Different models of $\sf ZFC$ can have wildly different sets which they regard as "the true $\Bbb N$". If $M$ is a model of $\sf ZFC$, then there are $M_0$ and $M_1$ which are elementary equivalent to $M$, but $M_0$ is countable, and therefore has only countably many "natural number objects", whereas $M_1$ is such that it has uncountably many "natural number objects". Certainly these are not isomorphic, even though the models themselves pretty much agree on "how things should look like".

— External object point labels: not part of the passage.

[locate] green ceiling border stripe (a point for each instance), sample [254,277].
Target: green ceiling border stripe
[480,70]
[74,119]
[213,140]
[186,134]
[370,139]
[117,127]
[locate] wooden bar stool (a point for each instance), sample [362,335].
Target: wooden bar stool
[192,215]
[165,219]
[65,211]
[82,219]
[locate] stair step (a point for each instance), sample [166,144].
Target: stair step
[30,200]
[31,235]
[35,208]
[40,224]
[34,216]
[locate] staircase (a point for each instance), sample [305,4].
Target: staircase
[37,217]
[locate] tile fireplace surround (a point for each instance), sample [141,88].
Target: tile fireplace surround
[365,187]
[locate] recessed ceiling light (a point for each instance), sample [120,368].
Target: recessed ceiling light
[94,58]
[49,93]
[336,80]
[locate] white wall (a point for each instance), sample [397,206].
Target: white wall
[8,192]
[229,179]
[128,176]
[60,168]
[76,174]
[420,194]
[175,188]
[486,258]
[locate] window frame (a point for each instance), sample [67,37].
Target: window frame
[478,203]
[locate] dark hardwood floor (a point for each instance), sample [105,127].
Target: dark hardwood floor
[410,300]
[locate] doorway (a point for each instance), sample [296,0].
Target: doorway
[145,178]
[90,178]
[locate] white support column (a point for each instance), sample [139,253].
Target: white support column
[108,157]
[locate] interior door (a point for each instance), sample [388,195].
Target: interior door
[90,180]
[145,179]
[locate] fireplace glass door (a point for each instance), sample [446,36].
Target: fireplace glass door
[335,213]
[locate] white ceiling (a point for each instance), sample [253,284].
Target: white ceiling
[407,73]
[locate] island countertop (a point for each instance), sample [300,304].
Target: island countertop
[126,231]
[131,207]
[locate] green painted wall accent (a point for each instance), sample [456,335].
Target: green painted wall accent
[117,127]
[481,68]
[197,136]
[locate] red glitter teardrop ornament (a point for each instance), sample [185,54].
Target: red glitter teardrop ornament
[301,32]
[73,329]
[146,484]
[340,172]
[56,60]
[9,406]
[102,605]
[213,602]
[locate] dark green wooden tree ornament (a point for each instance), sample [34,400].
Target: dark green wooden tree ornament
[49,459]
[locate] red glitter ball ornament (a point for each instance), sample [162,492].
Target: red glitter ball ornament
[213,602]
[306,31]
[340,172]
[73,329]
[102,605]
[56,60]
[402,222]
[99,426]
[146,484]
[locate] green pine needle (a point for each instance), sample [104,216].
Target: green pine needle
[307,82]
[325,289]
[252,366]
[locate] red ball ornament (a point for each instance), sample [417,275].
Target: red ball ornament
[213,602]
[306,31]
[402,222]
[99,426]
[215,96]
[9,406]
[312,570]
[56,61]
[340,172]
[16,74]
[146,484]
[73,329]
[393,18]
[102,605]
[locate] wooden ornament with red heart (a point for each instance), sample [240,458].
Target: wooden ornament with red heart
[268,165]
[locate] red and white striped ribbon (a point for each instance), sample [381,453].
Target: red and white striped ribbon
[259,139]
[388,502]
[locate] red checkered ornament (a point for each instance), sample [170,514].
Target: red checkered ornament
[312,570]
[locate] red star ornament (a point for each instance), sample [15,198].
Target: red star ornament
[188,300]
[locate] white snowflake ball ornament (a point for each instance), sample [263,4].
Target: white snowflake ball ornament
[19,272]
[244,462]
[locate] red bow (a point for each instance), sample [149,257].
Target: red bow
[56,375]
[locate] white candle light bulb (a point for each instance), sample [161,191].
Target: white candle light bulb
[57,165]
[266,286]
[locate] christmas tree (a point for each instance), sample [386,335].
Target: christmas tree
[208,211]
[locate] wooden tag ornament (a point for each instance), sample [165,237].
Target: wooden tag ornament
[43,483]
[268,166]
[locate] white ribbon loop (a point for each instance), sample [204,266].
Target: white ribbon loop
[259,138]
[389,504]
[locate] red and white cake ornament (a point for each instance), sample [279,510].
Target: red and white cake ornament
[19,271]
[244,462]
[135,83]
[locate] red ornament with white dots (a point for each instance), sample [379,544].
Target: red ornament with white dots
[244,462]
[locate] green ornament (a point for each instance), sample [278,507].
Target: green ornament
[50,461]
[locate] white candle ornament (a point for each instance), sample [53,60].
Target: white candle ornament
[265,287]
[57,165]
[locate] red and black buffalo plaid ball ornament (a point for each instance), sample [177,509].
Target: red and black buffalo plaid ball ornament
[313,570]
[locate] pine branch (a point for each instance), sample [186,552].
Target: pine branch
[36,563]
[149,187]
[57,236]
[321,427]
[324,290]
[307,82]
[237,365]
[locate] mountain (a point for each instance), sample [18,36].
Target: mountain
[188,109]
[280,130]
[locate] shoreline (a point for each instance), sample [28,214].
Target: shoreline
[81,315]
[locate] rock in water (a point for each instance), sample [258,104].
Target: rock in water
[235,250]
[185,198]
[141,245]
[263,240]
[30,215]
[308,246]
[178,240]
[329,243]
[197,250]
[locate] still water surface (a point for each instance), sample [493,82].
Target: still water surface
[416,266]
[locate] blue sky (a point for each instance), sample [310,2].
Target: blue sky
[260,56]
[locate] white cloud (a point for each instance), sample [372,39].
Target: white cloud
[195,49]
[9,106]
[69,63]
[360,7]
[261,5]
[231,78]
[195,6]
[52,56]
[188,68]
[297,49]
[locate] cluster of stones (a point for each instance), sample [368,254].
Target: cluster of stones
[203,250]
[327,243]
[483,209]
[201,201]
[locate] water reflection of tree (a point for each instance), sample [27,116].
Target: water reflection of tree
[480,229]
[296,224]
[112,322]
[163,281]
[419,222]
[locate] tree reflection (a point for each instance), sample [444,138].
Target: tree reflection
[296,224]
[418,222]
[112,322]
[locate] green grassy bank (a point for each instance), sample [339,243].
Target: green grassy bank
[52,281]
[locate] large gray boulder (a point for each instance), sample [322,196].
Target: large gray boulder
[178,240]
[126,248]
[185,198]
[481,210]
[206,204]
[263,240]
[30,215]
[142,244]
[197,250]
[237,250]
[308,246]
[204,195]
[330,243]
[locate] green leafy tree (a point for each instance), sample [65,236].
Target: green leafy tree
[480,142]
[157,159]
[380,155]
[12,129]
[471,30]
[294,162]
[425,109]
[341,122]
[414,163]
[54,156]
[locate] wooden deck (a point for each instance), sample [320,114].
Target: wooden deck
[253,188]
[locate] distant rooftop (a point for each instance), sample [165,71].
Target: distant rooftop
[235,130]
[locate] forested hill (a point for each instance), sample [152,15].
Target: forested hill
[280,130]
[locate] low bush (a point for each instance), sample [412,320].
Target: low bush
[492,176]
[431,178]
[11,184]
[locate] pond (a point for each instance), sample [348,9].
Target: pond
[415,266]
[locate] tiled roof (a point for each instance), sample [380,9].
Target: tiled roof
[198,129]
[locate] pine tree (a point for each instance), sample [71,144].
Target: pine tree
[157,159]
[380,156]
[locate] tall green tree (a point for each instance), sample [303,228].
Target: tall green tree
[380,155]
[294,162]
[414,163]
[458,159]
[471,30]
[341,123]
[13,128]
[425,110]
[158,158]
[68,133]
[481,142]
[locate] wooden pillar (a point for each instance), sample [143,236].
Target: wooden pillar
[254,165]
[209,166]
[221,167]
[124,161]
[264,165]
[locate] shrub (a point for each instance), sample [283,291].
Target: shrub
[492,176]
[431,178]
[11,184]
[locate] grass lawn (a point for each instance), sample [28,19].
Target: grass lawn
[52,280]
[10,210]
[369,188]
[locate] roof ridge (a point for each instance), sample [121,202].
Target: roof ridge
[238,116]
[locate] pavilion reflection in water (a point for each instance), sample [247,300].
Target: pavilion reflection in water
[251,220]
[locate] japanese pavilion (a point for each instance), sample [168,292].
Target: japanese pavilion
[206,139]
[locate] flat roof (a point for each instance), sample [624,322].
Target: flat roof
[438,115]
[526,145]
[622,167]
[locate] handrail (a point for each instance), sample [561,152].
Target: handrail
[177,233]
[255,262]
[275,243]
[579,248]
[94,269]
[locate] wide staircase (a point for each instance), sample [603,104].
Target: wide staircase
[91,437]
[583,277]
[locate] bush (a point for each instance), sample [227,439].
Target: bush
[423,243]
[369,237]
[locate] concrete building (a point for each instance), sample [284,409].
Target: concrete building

So yeah, what we actually have is that first-order $\sf ZFC$ proves that the second-order theories of $\Bbb N$ etc. are categorical. Or, if you will, inside a fixed universe of set theory, $\Bbb N$ has a categorical second-order theory. But moving to a different universe might produce you with different theories and different models.

Answer 2

To supplement Asaf's answer, let me observe that there are natural second-order theories whose categoricity is undecidable in ZFC. Specifically, let's take second-order ZFC ("ZFC$_2$") itself!

It's easy to show in ZFC that any set-sized model of ZFC$_2$ (yes, models are required to be sets already, so this is redundant; but it's worth mentioning explicitly since we do sometimes care about class-sized "models," and when working with second-order logic is often such a time) is (up to isomorphism) of the form $(V_\alpha,\in)$ for $\alpha$ a strongly inaccessible cardinal. This tells us:

• It is consistent with ZFC that ZFC$_2$ has no (set-sized) models. This nonexistence statement is just "There is no strongly inaccessible cardinal."

• Now make the mild (hehe) assumption that ZFC + "There is exactly one inaccessible" and ZFC + "There are two inaccessibles" are each consistent (obviously the second implies the first, so this is a bit redundant, but what the hey). Then the former proves that ZFC$_2$ has a set-sized model and is in fact categorical, while the latter proves that ZFC$_2$ is not categorical.

The moral I'm trying to get at here is that second-order categoricity (and satisfiability) claims can't be made on their own; we really need a background universe of sets. Of course, every logic has some sort of set-ish commitment, but with second-order logic the overhead is just ridiculous.